Each passing day on the farm helps me to understand each animal a little bit better. Today, I want to take a look at our calves.
Calves like to go out on nice days to run, jump, kick and play. On Saturday, the temperatures were hovering right around 40 degrees so I decided to let all of the calves out into the pasture for a little play time.
To them, it’s a very social event. At first, they come out and smell each other. Blowing a little air into each others noses. Then the real fun begins. A little toss of the back legs, like a rodeo bull and off they run!
We have three calves that are all approximately the same size, other than the young bull that was born in March. That means that they can go around head butting and running at about the same speed. It makes for lots of fun for them.
It is difficult to get photos of a couple of the little ones. Let me explain why…….
I have two of them that follow me every where. If I am out in the pasture with them to get photos, they are fighting for attention.
And sometimes, they just want to lavish attention on you. The photo above is our first calf born on the farm in TWO decades! He loves to give me attention…now I know why his Momma refused to let him nurse. Biting little meanie! He doesn’t bit me hard, but I bet his Mom found it rather unpleasant.
How does all of this help me for future reference? With DJ, shown above, I know that he loves attention and that I have to take a couple minutes out to give it to him or he is going to force it on me himself. Since he will be a steer, this is important to know. Learning from experience on a previous steer, this could be dangerous when he gets older. Paying a moment or two of attention to him throughout his life is an ounce of prevention for me. The last steer that was like this, dislocated three bones in my hand for not paying attention to him. (Key note: farming can be very dangerous when you least suspect it)
With the girls, I have started working with them on a halter and also touch their belly where their udders will eventually develop. Knowing how each reacts and getting them used to certain steps is important too. Let’s talk Katie (born October 31st). She absolutely does not like having her belly touched or rub. Knowing this as a young calf means that I know I need to take some extra time to start working with her. One to calm her nerves at the touch and two to prepare her for the days when she will be milked. It is going to take some time and some patience on my part.
Ruby on the other hand, born (August 7th) will stop everything she is doing to have her belly rubbed. The issue with her is that she is stubborn on a halter. Knowing that she is going to give me fits when I try to lead her means that I am going to need to work with her to get used to the halter, used to walking beside me on the halter and to establish a routine with her for using the halter. Why is this important? Just imagine her as a thousand pound cow yanking back on a halter. I weigh 140lbs. How do you think that would turn out?

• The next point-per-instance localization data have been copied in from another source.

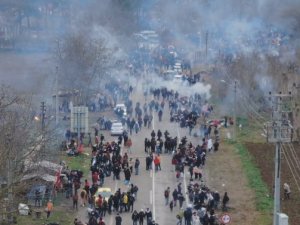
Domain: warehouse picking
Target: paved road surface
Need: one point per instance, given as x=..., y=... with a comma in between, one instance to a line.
x=151, y=184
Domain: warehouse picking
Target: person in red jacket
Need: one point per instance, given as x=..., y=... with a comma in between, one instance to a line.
x=101, y=222
x=157, y=162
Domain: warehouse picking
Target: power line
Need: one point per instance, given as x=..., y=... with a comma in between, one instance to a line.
x=298, y=186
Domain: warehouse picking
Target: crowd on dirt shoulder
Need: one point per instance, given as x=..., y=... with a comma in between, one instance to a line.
x=203, y=202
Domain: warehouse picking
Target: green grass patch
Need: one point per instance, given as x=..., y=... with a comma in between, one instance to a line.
x=264, y=203
x=63, y=217
x=263, y=200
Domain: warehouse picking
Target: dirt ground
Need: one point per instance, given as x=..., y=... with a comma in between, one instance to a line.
x=224, y=173
x=264, y=158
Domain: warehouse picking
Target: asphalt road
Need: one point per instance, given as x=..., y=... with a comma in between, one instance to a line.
x=151, y=184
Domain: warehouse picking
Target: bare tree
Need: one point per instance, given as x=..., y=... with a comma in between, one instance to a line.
x=81, y=60
x=19, y=140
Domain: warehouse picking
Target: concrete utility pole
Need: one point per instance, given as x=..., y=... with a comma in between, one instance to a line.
x=234, y=119
x=206, y=43
x=279, y=131
x=43, y=111
x=56, y=96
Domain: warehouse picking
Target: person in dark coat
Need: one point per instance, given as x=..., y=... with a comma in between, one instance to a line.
x=141, y=217
x=135, y=217
x=118, y=219
x=225, y=201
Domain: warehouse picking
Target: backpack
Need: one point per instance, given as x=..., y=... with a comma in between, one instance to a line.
x=166, y=193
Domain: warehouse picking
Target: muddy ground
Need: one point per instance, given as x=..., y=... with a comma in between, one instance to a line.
x=263, y=155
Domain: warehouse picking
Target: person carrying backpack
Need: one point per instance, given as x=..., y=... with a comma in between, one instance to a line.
x=167, y=195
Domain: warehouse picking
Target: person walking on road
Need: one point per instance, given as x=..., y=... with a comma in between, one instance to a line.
x=175, y=196
x=128, y=145
x=148, y=216
x=49, y=208
x=287, y=191
x=225, y=201
x=141, y=217
x=167, y=195
x=171, y=205
x=75, y=200
x=181, y=199
x=118, y=219
x=136, y=166
x=135, y=217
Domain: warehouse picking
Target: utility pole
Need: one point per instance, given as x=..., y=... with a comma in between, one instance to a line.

Being able to train the animals at a young age is very similar to teach a dog obedience. You just have to establish how you want that animal to react as an adult animal. Being able to lead them on a halter for vet care, pasture rotations or showing is extremely important. Being able to touch them (only heifers) on their belly is important for when they have their first calf and need to be milked. Having them come up to you for attention is also important. You don’t want an animal that you have to chase because it runs away from you.
Hopefully this gave you some insight as to why it’s so important to know each animals personality, likes and dislikes. I try to establish a working relationship based off those traits from an early age. It helps prevent issues with those same traits as time progresses. Katie would have been miserable (and still could be) to milk without paying close attention. Know I have her marked for potential issues and know that I have to pay really close attention when she gets milked later in life. As the old saying goes, “An ounce of prevention is worth a pound of cure.”